Санчо дорогою рассуждал сам с собой:
«Разве мы проглотиты? Разве мы недотепы и бродяги? Разве мы уж такие анафемы? Нет, мне эти названия что-то не нравятся. Нанесло вас, голубчиков, на нашу погибель, этого еще не хватало: пришла беда — отворяй ворота, лишь бы только это приключившееся с нами злоключение не пошло дальше колотушек».
Дон Кихот был ошеломлен; сколько он ни напрягал мысль, а все не мог постигнуть, что это за люди, у которых не сходят с языка бранные слова, — было ясно, что от таких людей должно ждать отнюдь не добра, но великого худа. Наконец, уже около часа ночи, подъехали они к замку, и Дон Кихот сейчас его узнал, ибо то был замок герцога, где он и Санчо еще так недавно гостили.
«Господи помилуй, что же это такое? — подумал Дон Кихот, как скоро уразумел, где он находится. — До сих пор все в этом доме были со мной чрезвычайно любезны и приветливы; впрочем, для побежденных все хорошее превращается в дурное, а дурное — в наихудшее».
Тут Дон Кихот и Санчо въехали в парадный двор замка и увидели, что он богато убран и украшен, отчего их изумление возросло, а страх еще усилился, как это покажет следующая глава.
О наиболее редкостном и наиболее изумительном из всех происшествий, какие на протяжении великой этой истории с Дон Кихотом случались
Верховые спрыгнули с коней и, вместе с пешими внезапно подхватив на руки Санчо и Дон Кихота, вошли во двор; кругом всего двора пылало около ста факелов, державшихся на подставках, в галереях же горело более пятисот плошек, так что, хотя ночь была довольно темная, казалось, будто дело происходит днем.

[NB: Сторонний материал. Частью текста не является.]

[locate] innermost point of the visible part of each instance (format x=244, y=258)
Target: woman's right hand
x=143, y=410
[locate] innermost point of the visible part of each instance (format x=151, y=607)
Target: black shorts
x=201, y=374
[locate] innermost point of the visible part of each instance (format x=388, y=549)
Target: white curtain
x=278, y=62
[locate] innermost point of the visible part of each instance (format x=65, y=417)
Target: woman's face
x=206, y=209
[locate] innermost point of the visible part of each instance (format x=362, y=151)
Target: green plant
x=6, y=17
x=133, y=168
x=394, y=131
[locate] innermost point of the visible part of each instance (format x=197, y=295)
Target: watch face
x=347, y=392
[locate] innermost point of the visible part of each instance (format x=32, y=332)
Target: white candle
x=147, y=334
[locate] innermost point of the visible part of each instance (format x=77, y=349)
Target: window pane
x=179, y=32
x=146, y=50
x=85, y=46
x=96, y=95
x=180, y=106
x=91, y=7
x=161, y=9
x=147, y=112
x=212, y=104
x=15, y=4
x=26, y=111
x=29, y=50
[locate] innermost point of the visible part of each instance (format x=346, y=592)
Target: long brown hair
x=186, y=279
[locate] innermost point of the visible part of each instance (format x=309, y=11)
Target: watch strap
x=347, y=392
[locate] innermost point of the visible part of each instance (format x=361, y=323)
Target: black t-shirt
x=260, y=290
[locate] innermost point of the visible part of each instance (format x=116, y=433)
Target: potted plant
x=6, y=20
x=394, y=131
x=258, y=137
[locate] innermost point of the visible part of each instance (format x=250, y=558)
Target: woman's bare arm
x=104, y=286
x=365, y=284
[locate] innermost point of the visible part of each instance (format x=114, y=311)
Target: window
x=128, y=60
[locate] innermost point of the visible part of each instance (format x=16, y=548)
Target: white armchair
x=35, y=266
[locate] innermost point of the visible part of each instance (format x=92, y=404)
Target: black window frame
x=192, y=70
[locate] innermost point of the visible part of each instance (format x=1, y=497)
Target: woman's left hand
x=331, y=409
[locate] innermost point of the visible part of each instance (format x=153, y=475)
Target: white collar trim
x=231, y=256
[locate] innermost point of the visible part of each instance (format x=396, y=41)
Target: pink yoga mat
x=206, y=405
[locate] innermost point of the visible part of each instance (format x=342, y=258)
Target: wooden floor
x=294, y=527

Посреди двора возвышался катафалк высотою примерно в два локтя, под широчайшим черным бархатным балдахином, ступеньки вокруг всего катафалка были уставлены белыми восковыми свечами в серебряных канделябрах, числом более ста, а на самом катафалке виднелось тело девушки, столь прекрасной, что даже смерть бессильна была исказить прекрасные ее черты. Голова ее в венке из самых разнообразных душистых цветов покоилась на парчовой подушке, а в руках, скрещенных на груди, она держала желтую пальмовую победную ветвь. Поодаль был воздвигнут помост, на котором стояли два кресла, на креслах же восседали две особы; на головах у них красовались короны, а в руках они держали скипетры, из чего можно было заключить, что это цари, не то настоящие, не то поддельные. По одну и по другую сторону помоста, на который вели несколько ступенек, стояли еще два кресла, и вот люди, взявшие в плен Дон Кихота и Санчо, на эти кресла их и усадили, причем они сами все время молчали и подали знак молчать обоим пленникам; впрочем, Дон Кихот и Санчо хранили бы молчание и без всякого знака, ибо изумление при виде того, что открылось их взору, наложило на их уста печать. Между тем на помост взошли со многочисленною свитою две важные особы, в которых Дон Кихот тотчас узнал своих хозяев, герцога и герцогиню, и сели в роскошные кресла рядом с особами, которые изображали из себя царей. Кто бы всему этому не подивился, особливо если мы прибавим, что в покойнице, лежавшей на катафалке, Дон Кихот узнал прекрасную Альтисидору? Только лишь герцог и герцогиня взошли на помост, Дон Кихот и Санчо встали и низко им поклонились, те же едва им ответили.